Literal Grains of Poison:
Yes, you should be alarmed – because brown rice has arsenic, a toxic element! Due to its unrefined nature, brown rice has 80% more arsenic compared to white rice. If you eat this grain type regularly, it is no doubt potentially dangerous for your health.
All types of rice have some traces of arsenic. But it has been found that brown rice holds the highest amount of it. So, you should be careful about how much of this you eat in a day.
Frequently Asked Questions (FAQs)
How much is brown rice okay to eat in a day?
It is safe to eat around 3-6 ounces of brown rice daily. You can try and divide this measurement among different meals.
Will washing the brown rice get rid of the arsenic?

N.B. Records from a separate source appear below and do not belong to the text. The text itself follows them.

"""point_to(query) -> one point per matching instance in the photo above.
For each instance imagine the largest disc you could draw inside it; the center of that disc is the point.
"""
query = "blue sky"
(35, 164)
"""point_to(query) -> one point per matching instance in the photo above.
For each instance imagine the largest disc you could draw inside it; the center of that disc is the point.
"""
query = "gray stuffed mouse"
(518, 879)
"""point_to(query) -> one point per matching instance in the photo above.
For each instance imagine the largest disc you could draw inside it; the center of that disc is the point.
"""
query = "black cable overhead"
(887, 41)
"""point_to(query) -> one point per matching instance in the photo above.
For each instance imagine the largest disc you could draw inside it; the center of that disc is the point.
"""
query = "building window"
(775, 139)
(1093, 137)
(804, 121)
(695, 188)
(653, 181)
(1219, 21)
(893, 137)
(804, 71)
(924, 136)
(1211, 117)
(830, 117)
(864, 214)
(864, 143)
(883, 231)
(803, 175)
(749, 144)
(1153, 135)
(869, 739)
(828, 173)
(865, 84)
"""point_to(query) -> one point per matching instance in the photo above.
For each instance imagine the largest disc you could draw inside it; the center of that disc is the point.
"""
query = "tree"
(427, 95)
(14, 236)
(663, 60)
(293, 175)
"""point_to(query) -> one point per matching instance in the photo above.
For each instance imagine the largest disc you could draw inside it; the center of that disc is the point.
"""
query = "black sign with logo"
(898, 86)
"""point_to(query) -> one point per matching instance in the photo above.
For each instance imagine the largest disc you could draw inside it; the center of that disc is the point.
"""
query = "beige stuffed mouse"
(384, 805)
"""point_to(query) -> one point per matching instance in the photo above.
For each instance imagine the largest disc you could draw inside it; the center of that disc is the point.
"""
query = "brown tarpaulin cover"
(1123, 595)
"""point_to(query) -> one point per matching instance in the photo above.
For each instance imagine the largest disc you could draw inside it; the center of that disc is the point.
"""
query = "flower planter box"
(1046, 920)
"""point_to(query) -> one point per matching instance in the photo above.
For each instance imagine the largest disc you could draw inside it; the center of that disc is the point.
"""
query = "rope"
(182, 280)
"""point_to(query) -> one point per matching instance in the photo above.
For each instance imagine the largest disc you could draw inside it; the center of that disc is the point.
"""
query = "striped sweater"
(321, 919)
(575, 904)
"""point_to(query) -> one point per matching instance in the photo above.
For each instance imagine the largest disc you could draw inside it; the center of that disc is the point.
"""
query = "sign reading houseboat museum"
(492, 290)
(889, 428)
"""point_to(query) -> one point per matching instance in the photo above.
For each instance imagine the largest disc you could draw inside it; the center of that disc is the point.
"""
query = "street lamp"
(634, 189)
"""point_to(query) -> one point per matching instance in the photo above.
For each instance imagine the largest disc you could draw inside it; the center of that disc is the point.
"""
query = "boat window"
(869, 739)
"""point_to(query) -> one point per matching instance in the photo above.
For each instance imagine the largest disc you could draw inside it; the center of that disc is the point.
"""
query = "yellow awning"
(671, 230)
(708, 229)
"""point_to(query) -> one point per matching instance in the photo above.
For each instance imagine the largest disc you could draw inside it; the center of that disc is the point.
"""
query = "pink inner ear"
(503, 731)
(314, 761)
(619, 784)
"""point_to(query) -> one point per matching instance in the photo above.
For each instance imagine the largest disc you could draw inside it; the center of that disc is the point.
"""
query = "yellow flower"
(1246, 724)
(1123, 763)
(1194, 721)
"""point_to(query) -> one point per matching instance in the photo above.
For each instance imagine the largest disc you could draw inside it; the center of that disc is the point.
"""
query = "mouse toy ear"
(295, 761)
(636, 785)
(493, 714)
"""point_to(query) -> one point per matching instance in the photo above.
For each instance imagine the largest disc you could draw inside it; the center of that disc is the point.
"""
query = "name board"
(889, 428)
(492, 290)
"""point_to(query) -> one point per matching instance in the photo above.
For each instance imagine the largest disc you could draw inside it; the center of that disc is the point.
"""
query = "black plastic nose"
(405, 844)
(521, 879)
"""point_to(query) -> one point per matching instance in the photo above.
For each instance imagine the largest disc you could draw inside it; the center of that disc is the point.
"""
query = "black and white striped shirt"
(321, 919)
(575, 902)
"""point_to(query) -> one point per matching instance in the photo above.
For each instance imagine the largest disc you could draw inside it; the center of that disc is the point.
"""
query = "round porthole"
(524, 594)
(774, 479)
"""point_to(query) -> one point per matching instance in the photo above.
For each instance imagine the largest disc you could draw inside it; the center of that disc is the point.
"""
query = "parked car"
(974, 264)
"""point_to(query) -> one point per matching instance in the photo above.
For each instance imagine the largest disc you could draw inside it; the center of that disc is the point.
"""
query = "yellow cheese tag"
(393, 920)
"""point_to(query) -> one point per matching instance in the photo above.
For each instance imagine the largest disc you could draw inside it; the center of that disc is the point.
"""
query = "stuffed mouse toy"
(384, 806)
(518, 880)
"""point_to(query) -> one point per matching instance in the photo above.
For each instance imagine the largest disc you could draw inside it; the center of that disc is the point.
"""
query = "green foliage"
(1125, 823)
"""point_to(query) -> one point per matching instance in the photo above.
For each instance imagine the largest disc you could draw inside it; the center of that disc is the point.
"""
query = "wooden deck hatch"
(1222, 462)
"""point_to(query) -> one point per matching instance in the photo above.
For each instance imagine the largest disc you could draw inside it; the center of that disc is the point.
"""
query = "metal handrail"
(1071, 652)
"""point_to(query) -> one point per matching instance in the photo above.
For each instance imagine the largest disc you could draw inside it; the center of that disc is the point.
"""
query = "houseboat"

Only a tiny amount of arsenic will go away if you wash the brown rice well enough. But since the grain is intact, most of its initial elements will remain unless it is refined.
Does brown rice have any side effects?
Brown rice, in general, is good for your health. But some people find it hard to digest the whole grain, so you might sometimes feel gassy or bloated.
Is fried rice okay to eat if made with brown rice?
Fried rice has a lot of calories itself, regardless of the type of grain you use. There will only be a slight shortage of calories compared to fried white rice.
You discovered many good things about brown rice and its rich nutrients and fiber content. But then you also found out rather scary news about it having plenty of calories and even toxic constituents. This now leaves you wondering, is brown rice healthy?
All the good things you have found out are still there, and no one will ever say that brown rice is as bad as junk food. In the end, it depends on the quantity you choose to consume daily. A standard service size once a day is excellent, but more than that would be highly questionable.